MOLECULAR GENETIC ANALYSIS
DNA was obtained from the surviving affected members of families A and B (patients 1 and 5) and analysed using a long range polymerase chain reaction with size separation on an agarose gel, as detailed in Lamont et al.13 Homozygous GAA trinucleotide repeat expansions of the FRDA gene were found in both patients (figure), estimated at about 870 repeats on each chromosome in patient 1, and 530 and 1000 repeats in patient 5.
For some years there has been uncertainty as to whether EOCA and FRDA might be related or distinct conditions.
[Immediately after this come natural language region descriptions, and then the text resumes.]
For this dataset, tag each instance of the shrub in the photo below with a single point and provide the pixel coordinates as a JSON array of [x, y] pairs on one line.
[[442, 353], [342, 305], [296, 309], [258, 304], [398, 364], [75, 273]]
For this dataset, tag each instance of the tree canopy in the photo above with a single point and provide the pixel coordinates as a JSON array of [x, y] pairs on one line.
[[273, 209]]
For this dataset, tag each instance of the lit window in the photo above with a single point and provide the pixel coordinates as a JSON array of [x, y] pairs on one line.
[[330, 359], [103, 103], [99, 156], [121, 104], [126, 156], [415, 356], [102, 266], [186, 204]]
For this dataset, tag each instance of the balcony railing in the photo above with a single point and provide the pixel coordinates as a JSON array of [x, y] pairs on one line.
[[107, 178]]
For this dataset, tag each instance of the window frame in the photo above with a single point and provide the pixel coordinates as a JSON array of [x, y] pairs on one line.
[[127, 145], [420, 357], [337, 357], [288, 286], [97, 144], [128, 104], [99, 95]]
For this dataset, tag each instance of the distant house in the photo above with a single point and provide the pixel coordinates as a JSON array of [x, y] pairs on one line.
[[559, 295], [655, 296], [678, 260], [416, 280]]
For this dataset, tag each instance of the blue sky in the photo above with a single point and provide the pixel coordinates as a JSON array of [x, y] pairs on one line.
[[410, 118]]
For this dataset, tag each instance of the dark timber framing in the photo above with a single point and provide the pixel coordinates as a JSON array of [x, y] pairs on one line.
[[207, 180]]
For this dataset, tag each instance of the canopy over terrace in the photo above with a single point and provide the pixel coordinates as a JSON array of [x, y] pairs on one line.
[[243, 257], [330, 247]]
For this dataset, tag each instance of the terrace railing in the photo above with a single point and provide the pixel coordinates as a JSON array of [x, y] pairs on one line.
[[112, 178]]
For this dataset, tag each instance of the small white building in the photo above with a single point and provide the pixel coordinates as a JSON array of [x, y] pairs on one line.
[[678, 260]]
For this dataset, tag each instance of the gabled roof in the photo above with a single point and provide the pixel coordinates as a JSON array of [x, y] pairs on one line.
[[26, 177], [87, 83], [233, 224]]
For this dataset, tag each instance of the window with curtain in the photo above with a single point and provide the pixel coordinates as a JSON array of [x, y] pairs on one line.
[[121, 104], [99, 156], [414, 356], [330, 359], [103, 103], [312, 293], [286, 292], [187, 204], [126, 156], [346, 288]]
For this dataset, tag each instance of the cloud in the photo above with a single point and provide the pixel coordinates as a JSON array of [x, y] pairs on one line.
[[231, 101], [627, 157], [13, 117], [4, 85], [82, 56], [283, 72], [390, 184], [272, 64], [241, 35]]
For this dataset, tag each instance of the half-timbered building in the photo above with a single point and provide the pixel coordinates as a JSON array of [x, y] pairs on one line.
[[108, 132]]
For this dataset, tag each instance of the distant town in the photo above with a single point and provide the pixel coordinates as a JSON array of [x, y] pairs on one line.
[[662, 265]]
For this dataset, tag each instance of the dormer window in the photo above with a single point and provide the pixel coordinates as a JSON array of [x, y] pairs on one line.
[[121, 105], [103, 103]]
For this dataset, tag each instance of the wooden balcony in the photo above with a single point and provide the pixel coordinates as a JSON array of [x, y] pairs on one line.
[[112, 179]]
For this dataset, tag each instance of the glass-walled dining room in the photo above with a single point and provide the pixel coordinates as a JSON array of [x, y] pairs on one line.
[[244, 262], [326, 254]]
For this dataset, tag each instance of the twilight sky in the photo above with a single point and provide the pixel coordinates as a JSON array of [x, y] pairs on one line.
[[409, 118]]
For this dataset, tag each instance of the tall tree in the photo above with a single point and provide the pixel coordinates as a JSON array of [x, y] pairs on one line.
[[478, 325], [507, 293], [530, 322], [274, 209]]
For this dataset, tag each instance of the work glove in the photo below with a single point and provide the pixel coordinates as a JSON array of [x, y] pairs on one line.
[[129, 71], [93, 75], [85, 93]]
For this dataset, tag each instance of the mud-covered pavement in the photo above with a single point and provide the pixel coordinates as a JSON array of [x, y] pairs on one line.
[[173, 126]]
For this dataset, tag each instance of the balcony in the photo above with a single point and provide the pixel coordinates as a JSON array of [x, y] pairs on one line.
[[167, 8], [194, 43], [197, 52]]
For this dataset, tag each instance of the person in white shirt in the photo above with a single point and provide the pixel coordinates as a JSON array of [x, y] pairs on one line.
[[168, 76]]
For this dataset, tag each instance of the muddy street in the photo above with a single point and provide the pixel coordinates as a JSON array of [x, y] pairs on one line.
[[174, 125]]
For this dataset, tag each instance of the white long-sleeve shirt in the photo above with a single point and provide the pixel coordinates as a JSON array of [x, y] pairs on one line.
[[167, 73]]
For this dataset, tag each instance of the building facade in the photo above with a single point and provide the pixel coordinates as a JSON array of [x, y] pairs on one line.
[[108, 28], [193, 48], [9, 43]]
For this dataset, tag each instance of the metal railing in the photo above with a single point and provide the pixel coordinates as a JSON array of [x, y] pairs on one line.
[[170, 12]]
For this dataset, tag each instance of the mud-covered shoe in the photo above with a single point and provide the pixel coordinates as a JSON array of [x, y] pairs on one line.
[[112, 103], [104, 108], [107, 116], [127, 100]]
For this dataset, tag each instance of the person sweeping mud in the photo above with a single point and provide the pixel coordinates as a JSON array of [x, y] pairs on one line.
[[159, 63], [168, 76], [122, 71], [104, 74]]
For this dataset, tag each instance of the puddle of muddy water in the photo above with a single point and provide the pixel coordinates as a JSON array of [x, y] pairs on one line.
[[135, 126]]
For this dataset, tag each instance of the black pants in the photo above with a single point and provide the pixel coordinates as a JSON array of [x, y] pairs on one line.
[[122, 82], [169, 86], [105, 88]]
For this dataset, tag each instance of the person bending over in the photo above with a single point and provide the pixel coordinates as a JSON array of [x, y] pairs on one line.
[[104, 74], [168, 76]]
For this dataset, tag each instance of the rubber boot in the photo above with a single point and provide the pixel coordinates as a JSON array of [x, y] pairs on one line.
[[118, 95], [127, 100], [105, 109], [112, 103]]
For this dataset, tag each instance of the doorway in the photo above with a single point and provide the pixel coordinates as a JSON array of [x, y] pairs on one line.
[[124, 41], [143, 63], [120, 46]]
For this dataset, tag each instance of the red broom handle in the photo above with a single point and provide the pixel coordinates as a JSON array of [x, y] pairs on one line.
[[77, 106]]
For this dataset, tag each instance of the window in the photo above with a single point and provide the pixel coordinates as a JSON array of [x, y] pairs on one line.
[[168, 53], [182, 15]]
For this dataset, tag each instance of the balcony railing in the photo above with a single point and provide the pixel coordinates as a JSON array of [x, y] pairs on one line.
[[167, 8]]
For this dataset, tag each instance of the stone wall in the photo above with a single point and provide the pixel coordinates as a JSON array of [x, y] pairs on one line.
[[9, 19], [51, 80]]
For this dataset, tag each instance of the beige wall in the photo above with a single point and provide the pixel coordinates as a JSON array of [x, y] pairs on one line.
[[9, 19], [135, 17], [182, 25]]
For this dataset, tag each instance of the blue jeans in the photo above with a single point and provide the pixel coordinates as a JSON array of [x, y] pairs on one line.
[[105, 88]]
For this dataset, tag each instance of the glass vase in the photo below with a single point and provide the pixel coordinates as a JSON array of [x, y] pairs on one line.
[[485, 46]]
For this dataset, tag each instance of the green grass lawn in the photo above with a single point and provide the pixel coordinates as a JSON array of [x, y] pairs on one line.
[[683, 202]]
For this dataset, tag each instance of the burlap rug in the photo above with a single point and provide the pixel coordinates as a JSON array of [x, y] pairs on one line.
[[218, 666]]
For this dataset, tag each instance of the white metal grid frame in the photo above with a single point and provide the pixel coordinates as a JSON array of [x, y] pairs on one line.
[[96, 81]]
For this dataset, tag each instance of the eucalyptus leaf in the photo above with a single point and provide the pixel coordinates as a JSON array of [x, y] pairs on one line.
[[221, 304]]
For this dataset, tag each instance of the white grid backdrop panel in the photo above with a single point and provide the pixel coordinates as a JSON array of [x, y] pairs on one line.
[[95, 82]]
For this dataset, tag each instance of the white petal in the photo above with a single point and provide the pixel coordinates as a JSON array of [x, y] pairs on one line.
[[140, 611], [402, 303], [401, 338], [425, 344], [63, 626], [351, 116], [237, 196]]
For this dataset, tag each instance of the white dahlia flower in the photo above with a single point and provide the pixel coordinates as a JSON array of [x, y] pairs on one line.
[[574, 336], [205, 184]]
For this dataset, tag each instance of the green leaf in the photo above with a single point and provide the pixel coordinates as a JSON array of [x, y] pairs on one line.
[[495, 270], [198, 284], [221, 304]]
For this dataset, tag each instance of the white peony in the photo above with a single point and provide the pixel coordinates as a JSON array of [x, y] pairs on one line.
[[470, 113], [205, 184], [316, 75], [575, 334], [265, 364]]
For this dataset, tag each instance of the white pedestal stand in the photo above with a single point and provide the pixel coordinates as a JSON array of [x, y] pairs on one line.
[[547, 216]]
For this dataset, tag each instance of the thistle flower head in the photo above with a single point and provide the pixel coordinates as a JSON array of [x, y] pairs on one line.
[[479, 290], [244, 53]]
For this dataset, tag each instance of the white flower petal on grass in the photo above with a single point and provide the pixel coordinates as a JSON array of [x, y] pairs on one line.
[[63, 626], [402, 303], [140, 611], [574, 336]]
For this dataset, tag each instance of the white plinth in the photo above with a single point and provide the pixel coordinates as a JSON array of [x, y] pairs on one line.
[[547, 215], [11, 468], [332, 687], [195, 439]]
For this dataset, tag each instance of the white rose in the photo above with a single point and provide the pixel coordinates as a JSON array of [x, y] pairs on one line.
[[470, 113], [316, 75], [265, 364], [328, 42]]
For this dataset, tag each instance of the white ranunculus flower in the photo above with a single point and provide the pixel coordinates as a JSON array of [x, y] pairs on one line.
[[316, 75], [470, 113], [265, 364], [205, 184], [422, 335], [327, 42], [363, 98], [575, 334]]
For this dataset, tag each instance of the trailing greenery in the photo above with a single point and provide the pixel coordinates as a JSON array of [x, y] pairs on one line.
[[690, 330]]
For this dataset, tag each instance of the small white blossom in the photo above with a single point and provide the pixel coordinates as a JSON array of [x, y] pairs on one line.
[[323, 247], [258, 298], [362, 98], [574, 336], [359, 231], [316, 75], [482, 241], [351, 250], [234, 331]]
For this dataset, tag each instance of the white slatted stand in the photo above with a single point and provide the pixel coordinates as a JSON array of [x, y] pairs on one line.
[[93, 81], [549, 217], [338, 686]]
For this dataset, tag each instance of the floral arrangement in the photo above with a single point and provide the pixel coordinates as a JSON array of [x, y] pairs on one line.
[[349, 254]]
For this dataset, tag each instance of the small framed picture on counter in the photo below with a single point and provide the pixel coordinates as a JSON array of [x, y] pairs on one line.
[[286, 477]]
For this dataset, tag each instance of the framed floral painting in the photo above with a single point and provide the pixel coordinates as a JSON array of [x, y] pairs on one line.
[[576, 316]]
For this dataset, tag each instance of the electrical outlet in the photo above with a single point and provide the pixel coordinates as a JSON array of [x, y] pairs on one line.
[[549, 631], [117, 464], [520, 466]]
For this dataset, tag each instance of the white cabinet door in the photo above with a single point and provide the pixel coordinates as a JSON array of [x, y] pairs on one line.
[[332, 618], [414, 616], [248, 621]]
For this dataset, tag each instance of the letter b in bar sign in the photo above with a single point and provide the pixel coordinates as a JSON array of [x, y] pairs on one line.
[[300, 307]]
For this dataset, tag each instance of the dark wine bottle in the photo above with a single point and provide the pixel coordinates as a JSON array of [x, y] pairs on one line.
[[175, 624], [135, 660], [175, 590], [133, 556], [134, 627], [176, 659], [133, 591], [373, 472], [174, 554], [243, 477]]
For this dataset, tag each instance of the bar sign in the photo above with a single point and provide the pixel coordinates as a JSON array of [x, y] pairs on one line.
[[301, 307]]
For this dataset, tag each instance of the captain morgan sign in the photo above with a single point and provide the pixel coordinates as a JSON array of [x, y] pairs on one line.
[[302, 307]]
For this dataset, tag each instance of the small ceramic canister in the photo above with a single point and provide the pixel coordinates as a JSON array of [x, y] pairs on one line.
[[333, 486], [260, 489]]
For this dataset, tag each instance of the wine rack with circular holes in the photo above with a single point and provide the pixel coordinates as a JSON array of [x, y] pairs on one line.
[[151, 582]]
A few patients have been described with a phenotype very typical of FRDA including cardiomyopathy, but with preserved or even exaggerated reflexes, occurring either sporadically or in families in whom other affected members had the classic FRDA phenotype with areflexia.4 5 8 9 Linkage studies of four families in which FRDA and EOCA phenotypes coexisted8 9 and three families with the EOCA phenotype alone8 showed linkage to the FRDA locus on chromosome 9q13-21.1, providing genetic evidence for a link between some patients with EOCA phenotype and FRDA. This has been taken a stage further with the discovery of a GAA trinucleotide repeat expansion in the X25 gene in patients with FRDA,10and in patients such as patient 1, who have phenotypic features of EOCA.11 12 However the EOCA phenotype is genetically heterogeneous,7 and it is as yet unclear what proportion of cases carry a similar trinucleotide expansion in the X25 gene.
Before details of the neurological illness in their families were known, our patients 1 and 4 were diagnosed as having EOCA in view of their retained reflexes, which have been regarded as a major diagnostic criterion distinguishing EOCA from FRDA.1 Both patients we report on had cardiomyopathy, which is uncommon in patients with EOCA, with only one case2 in 54 patients reported in three separate series.1 2 7 All previous cases with EOCA which mapped to the FRDA locus have had repolarisation abnormalities on ECG consistent with those seen in FRDA.7 8
Clinically, the diagnosis of FRDA in patients 2, 3, and 5 seems secure. The relation between these patients and patients 1 and 4 are consistent with autosomal recessive inheritance and are further examples of mixed phenotypes with and without retained reflexes in families with Friedreich’s ataxia. Molecular genetic analysis confirms that the EOCA phenotype in patient 1 is caused by the same trinucleotide repeat expansion associated with a classic FRDA phenotype in family A. The detection of a FRDA mutation in patient 5 suggests that patient 4 who had retained reflexes, is also likely to have had FRDA. Such families illustrate that FRDA is unusually heterogeneous for an autosomal recessive disorder. Late onset FRDA,14 15 milder Acadian variants with a longer course of disease and older age at death,16 and variants with retained reflexes8 9 all result from trinucleotide repeats in the FRDA gene.11 12
The normal X25 gene consists of eight to 22 trinucleotide repeats. Most patients with FRDA have two expanded alleles of different size, between 120 and 1700 repeats, with the mean number of 630 and 890 on the smaller and larger alleles respectively. The size of the abnormal expansion is responsible for some of the phenotypic variability, particularly age at onset and rate of disease progression,11 12 and some patients with clinical and electrophysiological EOCA have small GAA expansions.11 The size of the smallest expansion is the major determining factor accounting for 50% of the variability in age of onset.11 12 The presence of cardiomyopathy also seems dependent on size of expansion, particularly that of the shorter allele, and is uncommon in patients with an expansion on the shorter allele of less than 700 repeats,11 possibly explaining why patient 5 in this report has not developed a cardiomyopathy. The genetic abnormality causing FRDA will allow further phenotypic characterisation; however, factors other than size of repeat expansion influence phenotypic variability of FRDA in its classic and “atypical” forms, limiting the predictive value of the test at the current time.